His bloody sword he brandish'd over me,

And, like a hungry lion, did commence

Rough deeds of rage and stern impatience;

But when my angry guardant stood alone,

Tendering my ruin and assail'd of none,

Dizzy-ey'd fury and great rage of heart

Suddenly made him from my side to start

Into the clustering battle of the French;

And in that sea of blood my boy did drench

His over-mounting spirit, and there died,

My Icarus, my blossom, in his pride.

SERVANT.

O my dear lord, lo where your son is borne!

[Enter soldiers, with the body of young Talbot.]

TALBOT.

Thou antic Death, which laugh'st us here to scorn,

Anon, from thy insulting tyranny,

Coupled in bonds of perpetuity,

Two Talbots, winged through the lither sky,

In thy despite shall 'scape mortality.

O thou, whose wounds become hard-favor'd death,

Speak to thy father ere thou yield thy breath!

Brave death by speaking, whether he will or no;

Imagine him a Frenchman and thy foe.

Poor boy! he smiles, methinks, as who should say,

Had death been French, then death had died to-day.

Come, come and lay him in his father's arms:

My spirit can no longer bear these harms.

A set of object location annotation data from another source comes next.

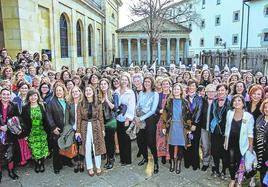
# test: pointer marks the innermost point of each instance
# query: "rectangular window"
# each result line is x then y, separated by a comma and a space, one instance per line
202, 23
217, 41
217, 20
203, 3
265, 38
190, 26
202, 42
266, 11
235, 39
236, 16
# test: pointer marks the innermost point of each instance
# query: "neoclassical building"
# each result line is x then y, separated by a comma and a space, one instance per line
75, 32
134, 45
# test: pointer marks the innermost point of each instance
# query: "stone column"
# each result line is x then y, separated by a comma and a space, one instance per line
186, 48
159, 51
168, 51
120, 49
177, 51
139, 50
148, 51
129, 51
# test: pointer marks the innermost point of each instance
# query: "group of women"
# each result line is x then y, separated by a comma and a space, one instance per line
174, 114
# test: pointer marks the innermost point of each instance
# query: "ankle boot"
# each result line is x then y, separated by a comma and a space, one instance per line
156, 168
172, 165
12, 174
178, 166
42, 166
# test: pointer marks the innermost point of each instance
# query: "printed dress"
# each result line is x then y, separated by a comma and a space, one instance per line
38, 137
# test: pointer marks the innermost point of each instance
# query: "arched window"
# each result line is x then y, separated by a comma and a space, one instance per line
89, 41
78, 39
63, 37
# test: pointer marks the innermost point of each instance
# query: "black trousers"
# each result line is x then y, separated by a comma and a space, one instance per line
147, 137
109, 142
219, 153
235, 157
191, 154
180, 152
124, 143
58, 160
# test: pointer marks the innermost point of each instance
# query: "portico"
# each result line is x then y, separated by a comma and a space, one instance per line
134, 44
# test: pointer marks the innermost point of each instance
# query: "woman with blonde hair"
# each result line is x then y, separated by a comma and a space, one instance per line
58, 115
175, 117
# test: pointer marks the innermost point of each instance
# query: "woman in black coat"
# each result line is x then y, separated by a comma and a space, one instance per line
58, 114
8, 141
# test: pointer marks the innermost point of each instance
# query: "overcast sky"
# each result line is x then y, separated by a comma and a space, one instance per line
125, 16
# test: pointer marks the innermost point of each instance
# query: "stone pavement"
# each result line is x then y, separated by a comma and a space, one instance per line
133, 175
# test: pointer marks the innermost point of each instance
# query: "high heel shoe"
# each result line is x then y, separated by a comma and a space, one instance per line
142, 162
42, 166
81, 168
172, 165
178, 166
156, 168
12, 174
37, 167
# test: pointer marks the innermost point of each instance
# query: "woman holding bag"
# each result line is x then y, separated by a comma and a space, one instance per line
238, 134
90, 127
58, 115
175, 117
34, 119
109, 106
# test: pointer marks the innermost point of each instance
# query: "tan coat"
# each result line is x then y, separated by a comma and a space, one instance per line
97, 127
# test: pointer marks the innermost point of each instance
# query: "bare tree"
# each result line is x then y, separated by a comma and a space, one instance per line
155, 13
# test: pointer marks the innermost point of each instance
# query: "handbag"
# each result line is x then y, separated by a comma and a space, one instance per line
70, 152
66, 138
111, 124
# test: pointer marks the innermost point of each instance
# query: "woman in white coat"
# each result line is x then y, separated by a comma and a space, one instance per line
238, 134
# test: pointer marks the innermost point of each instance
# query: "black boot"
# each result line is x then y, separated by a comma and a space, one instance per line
163, 160
172, 165
156, 168
178, 166
110, 164
142, 162
42, 166
37, 166
12, 174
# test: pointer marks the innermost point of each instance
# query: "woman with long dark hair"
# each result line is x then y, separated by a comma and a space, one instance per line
109, 106
90, 127
125, 116
35, 128
238, 134
147, 104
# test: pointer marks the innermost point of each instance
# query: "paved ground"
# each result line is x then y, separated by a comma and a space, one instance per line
119, 176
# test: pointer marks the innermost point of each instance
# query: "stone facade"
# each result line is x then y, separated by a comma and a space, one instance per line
35, 25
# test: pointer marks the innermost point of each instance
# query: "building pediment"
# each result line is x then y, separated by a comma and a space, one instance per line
141, 27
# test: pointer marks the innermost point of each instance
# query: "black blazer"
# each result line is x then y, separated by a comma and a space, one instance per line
197, 109
55, 114
27, 122
11, 112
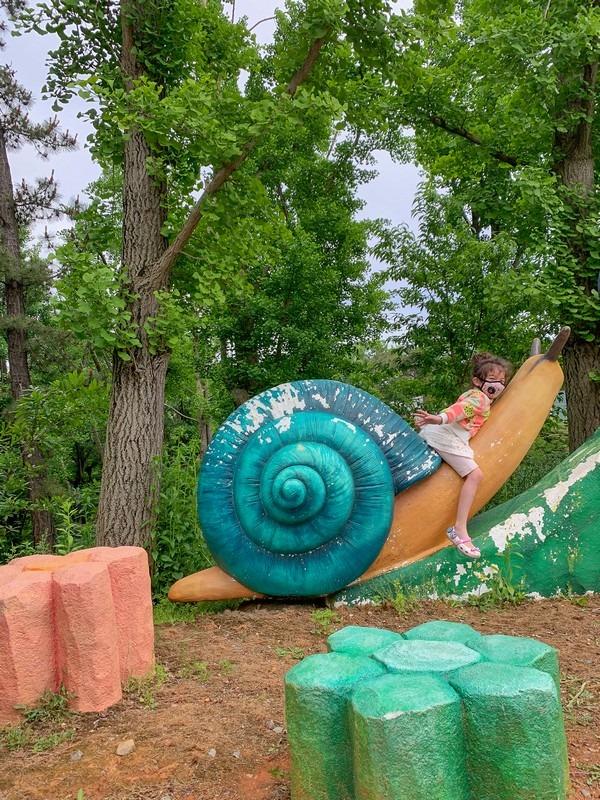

Soldiers, adieu! I have what I would have,

Now my old arms are young John Talbot's grave.

[Dies.]

[Enter Charles, Alencon, Burgundy, Bastard,

La Pucelle, and forces.]

CHARLES.

Had York and Somerset brought rescue in,

We should have found a bloody day of this.

BASTARD.

How the young whelp of Talbot's, raging-wood,

Did flesh his puny sword in Frenchmen's blood!

PUCELLE.

Once I encounter'd him, and thus I said:

'Thou maiden youth, be vanquish'd by a maid.'

But, with a proud majestical high scorn,

He answer'd thus: 'Young Talbot was not born

To be the pillage of a giglot wench:'

So, rushing in the bowels of the French,

He left me proudly, as unworthy fight.

BURGUNDY.

Doubtless he would have made a noble knight:

See, where he lies inhearsed in the arms

Of the most bloody nurser of his harms!

BASTARD.

Hew them to pieces, hack their bones asunder,

Whose life was England's glory, Gallia's wonder.

CHARLES.

O, no, forbear! for that which we have fled

During the life, let us not wrong it dead.

[Enter Sir William Lucy, attended; Herald of the French preceding.]

LUCY.

Herald, conduct me to the Dauphin's tent,

To know who hath obtain'd the glory of the day.

CHARLES.

On what submissive message art thou sent?

LUCY.

Submission, Dauphin! 'tis a mere French word;

We English warriors wot not what it means.

I come to know what prisoners thou hast ta'en,

And to survey the bodies of the dead.

CHARLES.

For prisoners ask'st thou? hell our prison is.

But tell me whom thou seek'st.

LUCY.

But where's the great Alcides of the field,

Valiant Lord Talbot, Earl of Shrewsbury,

Created for his rare success in arms,

Great Earl of Washford, Waterford, and Valence;

Lord Talbot of Goodrig and Urchinfield,

Lord Strange of Blackmere, Lord Verdun of Alton,

Lord Cromwell of Wingfield, Lord Furnival of Sheffield,

The thrice-victorious Lord of Falconbridge;

Knight of the noble order of Saint George,

Worthy Saint Michael, and the Golden Fleece;

Great marshal to Henry the Sixth

Of all his wars within the realm of France?

PUCELLE.

Here's a silly stately style indeed!

The Turk, that two and fifty kingdoms hath,

Writes not so tedious a style as this.

Him that thou magnifiest with all these titles

Stinking and fly-blown lies here at our feet.

LUCY.

Is Talbot slain, the Frenchman's only scourge,

Your kingdom's terror and black Nemesis?

O, were mine eye-balls into bullets turn'd,

That I in rage might shoot them at your faces!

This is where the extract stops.